O mundo sindical-trabalhista, com exceções, passou a se alimentar dessa massa formidável de recursos arrecadados compulsoriamente da folha de pagamento dos trabalhadores, com o seu consentimento ou não. E manteve uma burocracia que fez carreira no movimento sindical. Sempre houve que se opusesse a essa forma de sustento das organizações sindicais, lembrando que o mundo girava mesmo sem o imposto sindical obrigatório. Mas era evidente que os sindicatos, federações e confederações não estavam prontos para sobreviverem, de súbito, quando fosse interrompido o dreno financeiro da contribuição sindical obrigatória para as associações. Era necessário um período de transição, de fortalecimento das entidades sindicais e uma conjuntura econômica mais favorável. Cortar pura e simplesmente a contribuição obrigatória, com sindicatos pouco representativos e num ambiente de feroz desemprego e crise social, era como se fosse aplicar um golpe criminoso no movimento sindical, colocando nas costas dos trabalhadores, individualmente, a responsabilidade de contribuir ou não para a organização sindical. Resultado: muitos não entenderam a importância da intermediação associativa nas negociações trabalhistas. E preferiram dar as costas ao sindicato (e seu pedido de contribuição sindical voluntária) na ilusão de que, sozinhos, poderiam agora conseguir mais vantagens para si. Ledo e perigoso engano.

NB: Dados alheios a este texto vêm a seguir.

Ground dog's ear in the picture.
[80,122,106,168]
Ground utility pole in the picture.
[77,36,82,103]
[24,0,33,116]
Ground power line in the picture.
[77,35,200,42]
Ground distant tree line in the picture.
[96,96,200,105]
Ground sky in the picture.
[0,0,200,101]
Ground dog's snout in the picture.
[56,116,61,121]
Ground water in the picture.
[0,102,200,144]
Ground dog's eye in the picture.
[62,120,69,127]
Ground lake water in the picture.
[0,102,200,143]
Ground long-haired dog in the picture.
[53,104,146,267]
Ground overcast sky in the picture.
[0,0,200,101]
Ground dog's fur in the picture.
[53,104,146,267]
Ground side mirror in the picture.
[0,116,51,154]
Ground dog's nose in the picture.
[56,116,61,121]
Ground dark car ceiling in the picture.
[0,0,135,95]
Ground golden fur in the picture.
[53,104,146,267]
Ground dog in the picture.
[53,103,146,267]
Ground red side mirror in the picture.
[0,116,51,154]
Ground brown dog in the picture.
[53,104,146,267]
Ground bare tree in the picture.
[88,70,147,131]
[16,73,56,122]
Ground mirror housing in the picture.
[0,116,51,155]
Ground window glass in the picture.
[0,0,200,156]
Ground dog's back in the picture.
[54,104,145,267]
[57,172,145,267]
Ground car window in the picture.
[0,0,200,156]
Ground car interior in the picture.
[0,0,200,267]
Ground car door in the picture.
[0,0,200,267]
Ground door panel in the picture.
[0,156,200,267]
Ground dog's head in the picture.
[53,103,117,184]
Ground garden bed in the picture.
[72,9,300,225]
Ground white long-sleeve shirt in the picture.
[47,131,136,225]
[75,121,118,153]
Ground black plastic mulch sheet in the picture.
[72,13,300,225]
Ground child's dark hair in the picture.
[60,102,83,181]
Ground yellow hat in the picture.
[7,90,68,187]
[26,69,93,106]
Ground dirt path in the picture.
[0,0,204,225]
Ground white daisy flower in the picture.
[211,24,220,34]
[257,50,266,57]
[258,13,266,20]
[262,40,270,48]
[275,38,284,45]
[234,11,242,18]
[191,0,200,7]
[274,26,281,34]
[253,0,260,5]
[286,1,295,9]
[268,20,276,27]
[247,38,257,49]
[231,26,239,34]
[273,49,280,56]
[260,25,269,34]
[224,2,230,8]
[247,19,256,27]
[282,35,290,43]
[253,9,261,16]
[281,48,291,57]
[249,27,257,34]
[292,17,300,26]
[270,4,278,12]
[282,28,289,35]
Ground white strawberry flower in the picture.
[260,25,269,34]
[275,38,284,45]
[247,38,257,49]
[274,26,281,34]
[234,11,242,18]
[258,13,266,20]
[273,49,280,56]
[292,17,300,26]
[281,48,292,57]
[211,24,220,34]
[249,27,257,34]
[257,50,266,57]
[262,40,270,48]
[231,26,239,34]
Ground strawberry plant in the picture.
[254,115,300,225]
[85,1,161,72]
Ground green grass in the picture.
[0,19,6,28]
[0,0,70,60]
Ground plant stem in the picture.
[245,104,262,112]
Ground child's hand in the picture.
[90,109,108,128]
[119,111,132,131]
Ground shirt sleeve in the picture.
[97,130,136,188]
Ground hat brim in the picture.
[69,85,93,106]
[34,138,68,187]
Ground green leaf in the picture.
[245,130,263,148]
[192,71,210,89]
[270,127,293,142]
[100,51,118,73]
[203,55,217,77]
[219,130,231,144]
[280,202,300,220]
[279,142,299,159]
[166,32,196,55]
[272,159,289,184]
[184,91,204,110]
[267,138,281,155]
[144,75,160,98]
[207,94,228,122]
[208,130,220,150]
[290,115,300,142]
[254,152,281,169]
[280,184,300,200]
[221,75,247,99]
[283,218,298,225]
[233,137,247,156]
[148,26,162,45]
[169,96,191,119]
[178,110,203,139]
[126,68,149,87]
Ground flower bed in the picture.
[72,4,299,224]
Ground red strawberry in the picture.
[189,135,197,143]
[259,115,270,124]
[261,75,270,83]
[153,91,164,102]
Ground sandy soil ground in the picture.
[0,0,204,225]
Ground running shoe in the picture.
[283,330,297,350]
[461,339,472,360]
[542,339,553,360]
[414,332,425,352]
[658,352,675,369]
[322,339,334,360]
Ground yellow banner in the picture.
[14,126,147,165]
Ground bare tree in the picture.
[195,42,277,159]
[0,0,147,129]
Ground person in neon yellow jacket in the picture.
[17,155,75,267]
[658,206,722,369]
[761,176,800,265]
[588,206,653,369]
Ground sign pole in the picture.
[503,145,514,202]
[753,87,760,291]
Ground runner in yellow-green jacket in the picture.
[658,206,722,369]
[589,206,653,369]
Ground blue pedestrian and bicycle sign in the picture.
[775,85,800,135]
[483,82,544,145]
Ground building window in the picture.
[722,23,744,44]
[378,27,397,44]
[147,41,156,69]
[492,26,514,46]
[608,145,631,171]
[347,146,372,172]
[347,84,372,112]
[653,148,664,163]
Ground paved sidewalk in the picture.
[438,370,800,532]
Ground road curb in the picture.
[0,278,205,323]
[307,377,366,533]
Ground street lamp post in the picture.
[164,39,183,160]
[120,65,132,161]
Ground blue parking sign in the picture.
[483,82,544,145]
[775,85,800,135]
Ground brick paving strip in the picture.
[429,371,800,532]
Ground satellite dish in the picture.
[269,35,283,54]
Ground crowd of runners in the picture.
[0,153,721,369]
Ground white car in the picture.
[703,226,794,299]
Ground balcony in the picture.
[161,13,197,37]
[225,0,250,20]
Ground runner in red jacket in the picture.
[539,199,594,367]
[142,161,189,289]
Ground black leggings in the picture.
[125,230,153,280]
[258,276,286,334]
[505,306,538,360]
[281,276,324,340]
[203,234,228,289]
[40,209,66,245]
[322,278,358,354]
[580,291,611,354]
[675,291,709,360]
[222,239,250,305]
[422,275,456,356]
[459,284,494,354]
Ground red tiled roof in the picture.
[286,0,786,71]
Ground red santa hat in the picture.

A recente medida provisória (objeto imediato de inúmeras ADins) que proíbe o desconto sindical na folha de pagamento dos trabalhadores é sim uma intervenção aberta do Estado na organização autônoma da classe operária e outros segmentos de trabalhadores. Os sindicatos tinham procurado contornar o problema aprovando projetos de negociação coletiva onde já estava presente o desconto sindical de cada trabalhador (e alguns magistrados já estavam sentenciando que os não associados daquela categoria não tinham direito à suas conquistas trabalhistas). A obrigação na hora presente de cada trabalhador assinar uma declaração de acordo com o desconto ou ter ele mesmo que recolher o desconto mediante boleto bancário se configura como ataque à organização dos trabalhadores e se beneficia da ignorância e das dificuldades materiais porque passam grande parte da classe trabalhadora, que não entende o importância estratégica dos sindicatos para a defesa de seus interesses.
Não há dúvida que o ideal da autonomia associativa passa pela auto-organização dos trabalhadores (incluindo a questão do seu financiamento). Mas não se imagine que isso possa acontecer num passe de mágica, de uma hora para outra. Isto é um processo pedagógico que demanda tempo, conhecimento, educação político-sindical que os nossos operários ainda não dispõem.
*Michel Zaidan Filho é cientista político e professor da UFPE.